坂本鉄男 イタリア便り 世界最弱チームとは

 世界のサッカー界には、ブラジル、スペイン、ドイツ、イタリアなど最強の代表チームを持つ国があるのだから当然、最弱の代表チームもあるわけだ。

 違いは人々の関心が集まらないということだけ。さて、この最弱のチームとは、イタリア中部にある「ミニ国家」の一つ、サンマリノ共和国の代表で、この国唯一のプロサッカーチームも兼ねている。

 プロとしては、1960年誕生という古い歴史を持つこのチームは、普段はイタリアプロリーグ第2部(2008年まではセリエC2と呼ばれていた)に属すが、これまで103回も各国代表チームと対戦してきた。

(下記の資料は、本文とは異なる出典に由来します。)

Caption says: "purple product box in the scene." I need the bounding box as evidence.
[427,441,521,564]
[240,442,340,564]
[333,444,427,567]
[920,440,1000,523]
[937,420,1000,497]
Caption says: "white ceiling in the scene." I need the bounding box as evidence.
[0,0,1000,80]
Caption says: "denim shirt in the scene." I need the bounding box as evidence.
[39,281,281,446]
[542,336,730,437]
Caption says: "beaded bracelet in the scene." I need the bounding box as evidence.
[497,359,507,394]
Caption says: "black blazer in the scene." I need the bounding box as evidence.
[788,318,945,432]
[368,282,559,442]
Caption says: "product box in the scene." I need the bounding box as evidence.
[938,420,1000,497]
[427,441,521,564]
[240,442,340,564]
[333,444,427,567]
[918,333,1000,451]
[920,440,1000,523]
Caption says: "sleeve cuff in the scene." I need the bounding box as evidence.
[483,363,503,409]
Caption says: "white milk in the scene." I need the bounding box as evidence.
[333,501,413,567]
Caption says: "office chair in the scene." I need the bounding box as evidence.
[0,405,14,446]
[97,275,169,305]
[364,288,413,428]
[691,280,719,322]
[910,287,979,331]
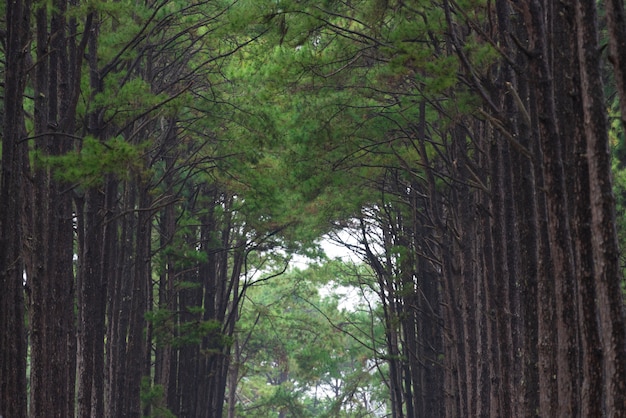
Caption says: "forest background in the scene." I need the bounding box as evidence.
[0,0,626,418]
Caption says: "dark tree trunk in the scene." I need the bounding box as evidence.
[576,1,626,416]
[0,0,31,418]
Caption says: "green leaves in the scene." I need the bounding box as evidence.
[40,136,144,187]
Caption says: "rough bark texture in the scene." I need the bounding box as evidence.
[0,1,31,418]
[576,2,626,417]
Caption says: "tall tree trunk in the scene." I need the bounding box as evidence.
[523,0,580,417]
[0,0,31,418]
[576,1,626,416]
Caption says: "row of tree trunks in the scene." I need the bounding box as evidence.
[0,0,32,418]
[428,0,626,417]
[354,0,626,417]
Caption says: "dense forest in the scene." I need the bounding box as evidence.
[0,0,626,418]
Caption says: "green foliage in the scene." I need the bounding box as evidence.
[140,376,176,418]
[234,261,388,417]
[39,136,143,186]
[146,307,232,355]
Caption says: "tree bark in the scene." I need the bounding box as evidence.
[576,1,626,416]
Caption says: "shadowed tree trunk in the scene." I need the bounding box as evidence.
[0,0,31,418]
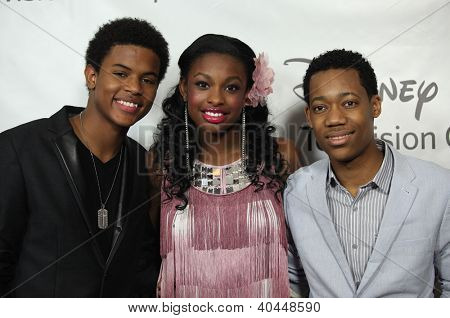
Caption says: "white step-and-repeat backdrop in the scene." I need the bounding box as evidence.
[0,0,450,168]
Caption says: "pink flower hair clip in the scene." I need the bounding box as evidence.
[247,53,275,107]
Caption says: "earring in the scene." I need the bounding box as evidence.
[241,106,247,171]
[184,101,191,172]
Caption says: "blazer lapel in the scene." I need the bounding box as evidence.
[306,160,355,291]
[50,106,105,268]
[357,148,418,294]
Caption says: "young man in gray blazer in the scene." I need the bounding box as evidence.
[284,50,450,297]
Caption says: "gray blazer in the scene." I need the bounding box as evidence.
[284,145,450,297]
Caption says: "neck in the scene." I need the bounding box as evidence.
[70,106,128,162]
[199,128,241,166]
[331,141,383,197]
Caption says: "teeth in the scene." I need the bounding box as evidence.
[328,134,350,140]
[205,112,223,117]
[117,100,138,108]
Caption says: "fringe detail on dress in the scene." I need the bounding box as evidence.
[160,186,289,297]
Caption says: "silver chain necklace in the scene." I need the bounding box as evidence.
[80,111,123,230]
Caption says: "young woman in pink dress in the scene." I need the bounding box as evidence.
[150,34,299,297]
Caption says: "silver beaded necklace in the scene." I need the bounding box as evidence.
[80,111,123,230]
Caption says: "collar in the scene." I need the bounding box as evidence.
[327,139,394,194]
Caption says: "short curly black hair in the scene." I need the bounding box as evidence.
[303,49,378,105]
[85,18,169,81]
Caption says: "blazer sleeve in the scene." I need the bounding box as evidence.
[436,198,450,297]
[0,133,28,297]
[283,177,309,297]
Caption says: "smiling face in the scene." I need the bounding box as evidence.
[85,45,160,128]
[179,53,248,133]
[305,69,381,163]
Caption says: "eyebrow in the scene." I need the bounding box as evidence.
[192,72,242,83]
[113,63,159,77]
[311,92,361,103]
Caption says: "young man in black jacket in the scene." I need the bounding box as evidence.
[0,18,169,297]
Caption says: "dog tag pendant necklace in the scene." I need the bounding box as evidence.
[80,112,123,230]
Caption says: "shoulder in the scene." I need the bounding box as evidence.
[0,118,49,147]
[275,137,301,174]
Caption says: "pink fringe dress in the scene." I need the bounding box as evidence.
[158,161,289,298]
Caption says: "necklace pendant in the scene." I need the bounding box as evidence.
[97,207,108,230]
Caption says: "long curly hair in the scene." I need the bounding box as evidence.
[151,34,285,210]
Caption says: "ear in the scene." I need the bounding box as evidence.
[178,77,188,102]
[370,95,381,118]
[244,89,252,107]
[305,104,312,128]
[84,64,97,91]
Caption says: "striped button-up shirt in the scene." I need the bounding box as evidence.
[326,140,394,287]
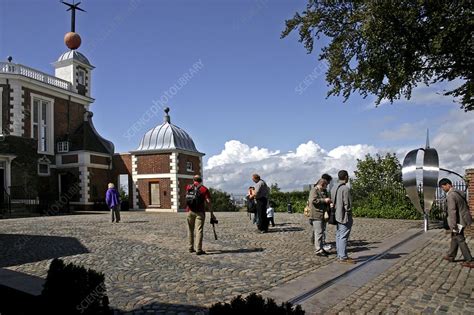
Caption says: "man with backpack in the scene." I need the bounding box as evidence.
[250,174,270,233]
[186,175,216,255]
[331,170,356,264]
[439,178,474,268]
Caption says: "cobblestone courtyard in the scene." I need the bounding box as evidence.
[0,212,474,314]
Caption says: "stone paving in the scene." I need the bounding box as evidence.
[0,212,474,314]
[0,212,420,314]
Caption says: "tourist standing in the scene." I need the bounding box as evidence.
[320,173,332,252]
[186,175,215,255]
[267,201,275,227]
[331,170,355,264]
[439,178,474,268]
[251,174,270,233]
[105,183,120,223]
[245,186,257,224]
[308,179,331,257]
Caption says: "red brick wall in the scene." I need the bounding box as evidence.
[88,167,112,202]
[178,153,201,175]
[91,154,109,165]
[466,168,474,216]
[178,178,193,209]
[61,154,78,164]
[0,84,10,133]
[112,153,132,177]
[137,153,170,174]
[137,178,171,209]
[23,87,85,141]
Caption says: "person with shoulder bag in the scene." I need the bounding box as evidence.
[439,178,474,268]
[307,179,331,257]
[331,170,356,264]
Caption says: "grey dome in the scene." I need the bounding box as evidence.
[136,108,202,154]
[56,50,94,68]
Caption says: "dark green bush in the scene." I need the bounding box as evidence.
[209,293,305,315]
[41,258,110,315]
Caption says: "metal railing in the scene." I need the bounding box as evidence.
[0,62,73,91]
[10,186,37,212]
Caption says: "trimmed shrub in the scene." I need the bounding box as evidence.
[209,293,305,315]
[41,258,110,315]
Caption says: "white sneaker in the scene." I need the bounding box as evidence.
[323,244,332,251]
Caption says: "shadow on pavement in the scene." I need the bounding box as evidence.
[0,234,89,268]
[268,227,304,233]
[113,302,209,315]
[346,240,380,253]
[206,248,265,255]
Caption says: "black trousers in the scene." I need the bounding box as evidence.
[257,198,268,231]
[448,229,472,261]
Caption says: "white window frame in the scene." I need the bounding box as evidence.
[38,156,51,176]
[30,93,54,155]
[77,68,86,86]
[186,161,194,172]
[148,182,161,207]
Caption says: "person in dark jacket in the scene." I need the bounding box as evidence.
[105,183,120,223]
[439,178,474,268]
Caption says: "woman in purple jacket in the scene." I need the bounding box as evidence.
[105,183,120,223]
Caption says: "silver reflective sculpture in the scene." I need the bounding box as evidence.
[402,133,439,231]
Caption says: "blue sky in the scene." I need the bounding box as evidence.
[0,0,474,191]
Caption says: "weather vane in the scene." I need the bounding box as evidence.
[402,130,463,232]
[60,1,86,50]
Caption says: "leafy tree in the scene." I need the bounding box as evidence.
[351,153,402,191]
[282,0,474,111]
[209,188,239,211]
[270,183,281,194]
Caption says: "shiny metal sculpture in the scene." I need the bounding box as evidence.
[402,133,439,231]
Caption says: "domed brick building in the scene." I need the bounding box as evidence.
[113,108,204,212]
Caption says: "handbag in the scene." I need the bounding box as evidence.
[328,184,344,225]
[303,200,311,218]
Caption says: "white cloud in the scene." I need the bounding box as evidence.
[205,109,474,193]
[206,140,280,168]
[379,119,428,141]
[431,109,474,175]
[205,140,386,193]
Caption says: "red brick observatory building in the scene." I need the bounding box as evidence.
[114,108,204,212]
[0,5,204,212]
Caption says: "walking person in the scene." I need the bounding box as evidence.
[251,174,270,233]
[245,186,257,224]
[186,175,216,255]
[105,183,120,223]
[439,178,474,268]
[309,173,332,252]
[331,170,356,264]
[308,179,331,257]
[321,173,332,252]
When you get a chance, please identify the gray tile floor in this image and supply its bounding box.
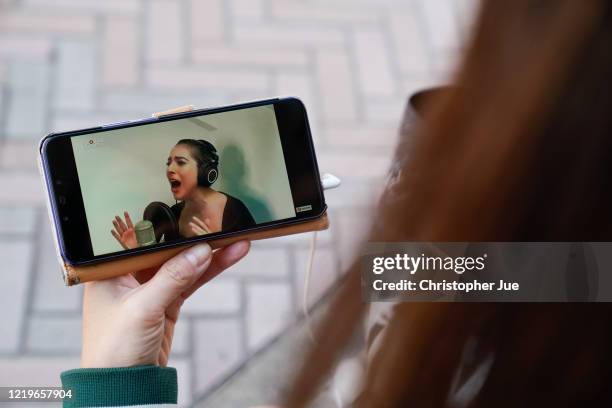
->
[0,0,475,406]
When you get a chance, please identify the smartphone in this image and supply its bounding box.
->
[39,98,327,265]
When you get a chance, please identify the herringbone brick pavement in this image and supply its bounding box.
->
[0,0,476,406]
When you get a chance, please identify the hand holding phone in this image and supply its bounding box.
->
[81,241,250,368]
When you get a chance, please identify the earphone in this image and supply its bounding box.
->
[196,139,219,187]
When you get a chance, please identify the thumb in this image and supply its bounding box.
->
[138,244,212,310]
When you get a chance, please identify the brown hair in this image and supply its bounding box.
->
[285,0,612,408]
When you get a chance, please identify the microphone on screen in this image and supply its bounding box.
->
[134,220,157,246]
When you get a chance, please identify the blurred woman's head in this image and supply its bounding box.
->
[166,139,219,200]
[287,0,612,407]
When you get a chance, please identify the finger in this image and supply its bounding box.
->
[111,230,128,249]
[117,216,127,231]
[132,265,161,284]
[131,244,212,314]
[189,222,206,235]
[182,241,251,299]
[123,211,134,229]
[113,215,125,235]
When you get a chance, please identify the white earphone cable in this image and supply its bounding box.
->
[302,231,317,343]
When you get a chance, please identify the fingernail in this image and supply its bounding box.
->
[185,244,211,268]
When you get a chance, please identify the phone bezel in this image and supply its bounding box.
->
[40,97,327,265]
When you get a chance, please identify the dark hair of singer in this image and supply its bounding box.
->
[176,139,219,166]
[282,0,612,408]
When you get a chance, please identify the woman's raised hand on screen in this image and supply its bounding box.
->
[189,215,211,235]
[111,211,138,249]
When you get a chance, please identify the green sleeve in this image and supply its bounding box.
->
[61,365,177,408]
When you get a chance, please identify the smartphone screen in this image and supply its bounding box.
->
[43,98,325,264]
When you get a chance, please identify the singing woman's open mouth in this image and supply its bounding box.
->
[168,177,181,194]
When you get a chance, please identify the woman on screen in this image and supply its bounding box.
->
[111,139,255,249]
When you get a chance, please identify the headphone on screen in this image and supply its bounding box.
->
[195,139,219,187]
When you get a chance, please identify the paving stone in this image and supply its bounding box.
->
[0,356,80,386]
[102,17,141,87]
[388,10,433,75]
[168,357,193,407]
[6,61,49,140]
[315,50,357,124]
[353,28,396,97]
[54,39,98,111]
[0,11,96,35]
[20,0,141,14]
[321,125,407,151]
[270,0,380,24]
[275,72,324,143]
[147,68,269,95]
[191,46,309,69]
[0,206,37,237]
[189,0,228,45]
[246,283,294,350]
[0,171,45,206]
[230,0,266,20]
[294,248,339,312]
[365,95,407,125]
[335,207,374,273]
[181,277,240,315]
[25,315,82,356]
[0,140,38,171]
[145,0,184,63]
[100,89,232,118]
[0,241,32,352]
[417,0,459,51]
[223,242,289,280]
[317,151,391,181]
[232,22,345,49]
[171,318,192,358]
[0,33,52,61]
[193,319,245,393]
[32,218,83,310]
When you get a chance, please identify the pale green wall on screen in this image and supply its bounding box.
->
[72,106,295,255]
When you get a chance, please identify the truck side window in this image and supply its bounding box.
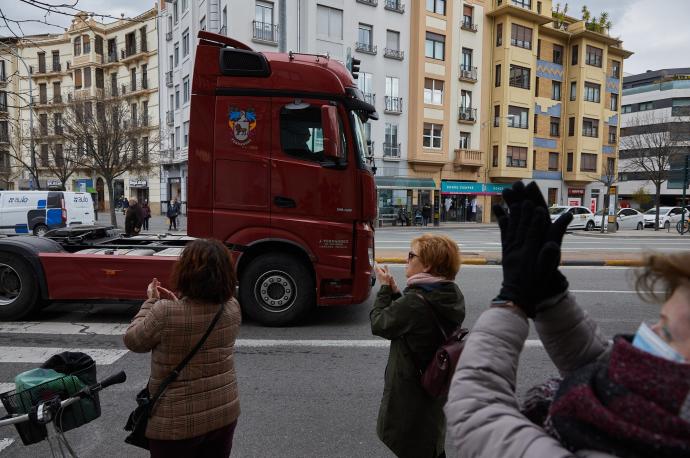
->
[280,106,324,162]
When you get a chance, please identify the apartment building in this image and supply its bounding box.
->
[618,68,690,208]
[159,0,410,215]
[0,8,160,210]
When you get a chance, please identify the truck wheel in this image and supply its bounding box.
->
[240,254,316,326]
[34,224,48,237]
[0,254,40,320]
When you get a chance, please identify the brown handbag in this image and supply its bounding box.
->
[405,292,470,398]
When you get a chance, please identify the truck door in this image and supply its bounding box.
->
[270,98,360,271]
[209,96,272,243]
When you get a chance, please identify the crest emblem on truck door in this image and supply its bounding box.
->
[228,107,256,146]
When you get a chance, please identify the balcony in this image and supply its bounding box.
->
[383,48,405,60]
[383,0,405,14]
[453,148,484,172]
[384,96,402,114]
[458,107,477,124]
[355,41,377,55]
[252,21,278,44]
[458,65,477,83]
[383,143,400,161]
[460,19,477,33]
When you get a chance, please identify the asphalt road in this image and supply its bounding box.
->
[0,266,658,458]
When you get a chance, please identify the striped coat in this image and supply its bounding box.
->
[124,299,241,440]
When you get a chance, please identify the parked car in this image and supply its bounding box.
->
[549,205,594,231]
[594,208,644,231]
[644,207,683,230]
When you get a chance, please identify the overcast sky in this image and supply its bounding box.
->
[0,0,690,74]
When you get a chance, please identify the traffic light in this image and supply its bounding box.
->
[350,57,362,79]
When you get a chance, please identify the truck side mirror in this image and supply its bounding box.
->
[321,105,343,160]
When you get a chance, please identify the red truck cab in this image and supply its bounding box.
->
[187,32,377,325]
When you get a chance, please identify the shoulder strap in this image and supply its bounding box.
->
[149,304,225,408]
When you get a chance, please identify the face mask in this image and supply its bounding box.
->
[633,323,685,363]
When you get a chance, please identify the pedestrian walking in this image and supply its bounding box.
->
[124,239,241,458]
[445,183,690,457]
[370,234,465,458]
[167,197,180,231]
[141,199,151,231]
[125,199,144,237]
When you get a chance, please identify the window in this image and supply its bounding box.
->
[552,45,563,65]
[508,105,529,129]
[316,5,343,40]
[280,106,324,162]
[570,45,580,65]
[551,81,561,100]
[510,24,532,49]
[182,29,189,57]
[549,116,561,137]
[585,82,601,103]
[549,153,558,172]
[580,153,597,172]
[585,45,604,68]
[426,0,446,16]
[422,122,443,149]
[458,132,470,149]
[506,145,527,168]
[582,118,599,138]
[424,32,446,60]
[182,76,189,103]
[510,65,530,89]
[609,93,618,111]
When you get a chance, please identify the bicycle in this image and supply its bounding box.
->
[0,371,127,458]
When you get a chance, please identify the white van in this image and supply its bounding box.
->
[0,191,94,236]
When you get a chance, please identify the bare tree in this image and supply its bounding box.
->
[62,91,160,226]
[590,157,618,233]
[621,114,679,231]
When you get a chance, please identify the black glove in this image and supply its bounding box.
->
[493,182,572,317]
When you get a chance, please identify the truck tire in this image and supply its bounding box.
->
[0,253,40,320]
[239,253,316,326]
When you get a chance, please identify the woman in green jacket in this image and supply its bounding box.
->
[370,234,465,458]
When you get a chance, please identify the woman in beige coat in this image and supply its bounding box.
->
[124,239,241,458]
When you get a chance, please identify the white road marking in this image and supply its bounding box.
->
[0,347,129,365]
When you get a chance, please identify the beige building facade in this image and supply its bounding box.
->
[0,8,160,211]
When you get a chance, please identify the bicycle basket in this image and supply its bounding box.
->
[0,364,101,445]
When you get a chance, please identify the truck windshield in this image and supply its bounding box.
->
[350,111,371,171]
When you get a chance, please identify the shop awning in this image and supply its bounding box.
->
[376,177,436,189]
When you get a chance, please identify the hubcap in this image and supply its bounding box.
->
[254,270,297,313]
[0,264,22,306]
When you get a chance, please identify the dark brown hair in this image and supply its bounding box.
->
[170,239,237,304]
[635,252,690,302]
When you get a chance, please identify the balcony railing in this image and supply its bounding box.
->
[383,48,405,60]
[385,96,402,113]
[460,19,477,32]
[458,65,477,83]
[355,41,377,54]
[252,21,278,43]
[458,107,477,124]
[383,142,400,159]
[383,0,405,14]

 だが、その戦歴はなんともすさまじい。04年4月に地元のオリンピックスタジアム(名前は大げさだが観客収容数は7千人で、1試合の平均観客数は750人)にリヒテンシュタイン代表を迎えた試合で1対0で勝ったのが、代表としての唯一の勝利だ。あとの戦績は99敗3引き分けで、得点数は17点なのに対し、失点数は445点にも膨らむ。「13試合連続得点なし」と、「38試合連続敗戦」という世界ワースト記録を保持している。世界ランキングは203位。

 だが、勝者があれば敗者があるのは当然だ。負けなど気にしない、気にしない。